Emerge quindi in maniera evidente dalle argomentazioni della precedente sentenza della Corte che il principio di diritto che ha dettato, e sul quale dovevano parametrarsi le ulteriori indagini della Corte distrettuale, era nel senso che la opponibilità del vincolo di cui alla L. n. 765 del 1967, art. 18 nei confronti del successivo acquirente delle aree che si assumono allo stesso sottoposte, e la specifica individuazione delle aree asservite, debbano emergere dalla nota di trascrizione dell’atto con il quale il vincolo è stato costituito (nel caso di specie individuato nell’atto di asservimento).

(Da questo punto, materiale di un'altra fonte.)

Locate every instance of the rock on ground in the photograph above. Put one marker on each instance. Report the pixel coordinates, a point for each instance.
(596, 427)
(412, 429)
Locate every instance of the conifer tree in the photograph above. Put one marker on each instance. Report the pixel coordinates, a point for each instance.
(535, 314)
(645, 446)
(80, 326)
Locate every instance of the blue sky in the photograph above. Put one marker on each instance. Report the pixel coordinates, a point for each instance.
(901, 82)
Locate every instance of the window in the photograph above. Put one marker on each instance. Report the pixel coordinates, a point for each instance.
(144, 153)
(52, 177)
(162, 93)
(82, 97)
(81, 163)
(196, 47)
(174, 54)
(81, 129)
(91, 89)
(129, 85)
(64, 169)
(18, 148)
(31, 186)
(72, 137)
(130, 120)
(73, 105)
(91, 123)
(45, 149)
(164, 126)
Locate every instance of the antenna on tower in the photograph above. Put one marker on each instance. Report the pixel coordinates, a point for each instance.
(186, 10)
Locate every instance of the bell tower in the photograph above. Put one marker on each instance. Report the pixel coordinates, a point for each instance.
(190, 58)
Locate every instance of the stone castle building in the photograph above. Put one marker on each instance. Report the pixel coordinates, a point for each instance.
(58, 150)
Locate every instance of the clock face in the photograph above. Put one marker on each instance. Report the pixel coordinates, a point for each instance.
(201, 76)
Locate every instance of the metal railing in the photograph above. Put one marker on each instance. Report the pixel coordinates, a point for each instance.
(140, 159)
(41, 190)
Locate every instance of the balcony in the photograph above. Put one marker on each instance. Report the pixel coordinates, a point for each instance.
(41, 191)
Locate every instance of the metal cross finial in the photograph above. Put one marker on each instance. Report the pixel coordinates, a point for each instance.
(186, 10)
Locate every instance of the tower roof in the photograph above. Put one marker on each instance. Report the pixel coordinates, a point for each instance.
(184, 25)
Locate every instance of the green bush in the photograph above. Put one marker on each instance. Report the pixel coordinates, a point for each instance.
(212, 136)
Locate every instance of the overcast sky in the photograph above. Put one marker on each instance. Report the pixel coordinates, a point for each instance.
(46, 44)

La sentenza oggi gravata, nel ritenere che la nascita del vincolo, e quindi la sua opponibilità al ricorrente, non derivavano dall’atto di asservimento e dalle indicazioni contenute nella relativa nota di trascrizione, ma da altri documenti, individuati ai nn. 1 e 2 di cui alla pag. 5, e nonostante il richiamo ad un orientamento giurisprudenziale, pure seguito da questa Corte, per il quale il vincolo de quo discende direttamente dalla legge e prescinde dalla trascrizione ai fini della sua opponibilità (cfr. Cass. n. 18691/2007) ha tuttavia violato il vincolo scaturente dal principio di diritto enunciato dalla sentenza della Corte che ha cassato la prima pronuncia di appello, dovendosi per l’effetto disporre la cassazione anche della sentenza adottata in sede di rinvio, con nuovo rinvio ad altra Sezione della Corte d’Appello di Bari affinchè faccia applicazione del principio di diritto a suo tempo pronunziato da questa Corte e provveda alle statuizioni relative alle spese del presente giudizio.

P.Q.M.

La Corte accoglie il ricorso e cassa la sentenza impugnata con rinvio ad altra sezione della Corte d’Appello di Bari, anche per le spese del presente giudizio.

Così deciso in Roma, nella Camera di consiglio della Sezione Seconda Civile, il 4 ottobre 2016.